At best, I’d say they read the opening paragraph, scan for keywords in the main body, then maybe, just maybe, they scroll to the final paragraph to read the last two paragraphs. But I doubt it.

Some thoughts:

Bone up on web copy basics

Insert sub headings, limit each paragraph to one idea or issue. Help users navigate around the article with signposting sub headings, images or pull quotes. As a last resort, bold up keywords throughout the piece – a bit messy, but at least my eyes have something to hold on to. *I can’t believe I’m wheeling this one out* but get familiar with Jakob Nielsen: e.g. around 16 per cent of web users read web copy word for word, while the rest skim or scan. I’d bet that statistic drops to single figures for readers of this newsletter.

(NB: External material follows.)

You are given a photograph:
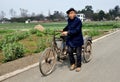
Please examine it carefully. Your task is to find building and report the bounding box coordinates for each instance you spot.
[77,13,85,22]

Bite the big one and cut the word count

The text is way too long and no matter how good the text is, no one will read it. And if they do, I bet they’ll print it off and save it for the train journey home. Then they’ll decide it’s way too long. Or just plain unattractive to the eye.

Get another editor

I’m guessing the length of the piece has more to do with gamesindustry.biz’s limited resources than anything else – in that I bet it’s been researched, written, edited and posted by the same person. A second pair of eyes would edit this down. And if there is a second pair of eyes, get another editor.

Don’t get me wrong – I read (or at least try to read) every gi newsletter I get. Loyalty dictates that I try to ignore the horrific formatting I’ve outlined above and the repetitive. laboured. hammering in. of each. point. again. and again. But I can’t.

I just don’t have the time to read really long and immersive articles…and I’m guesing its core audience – gaming execs – don’t either.

Please don’t take this the wrong way gamesindustry.biz – I just think you could be so much better.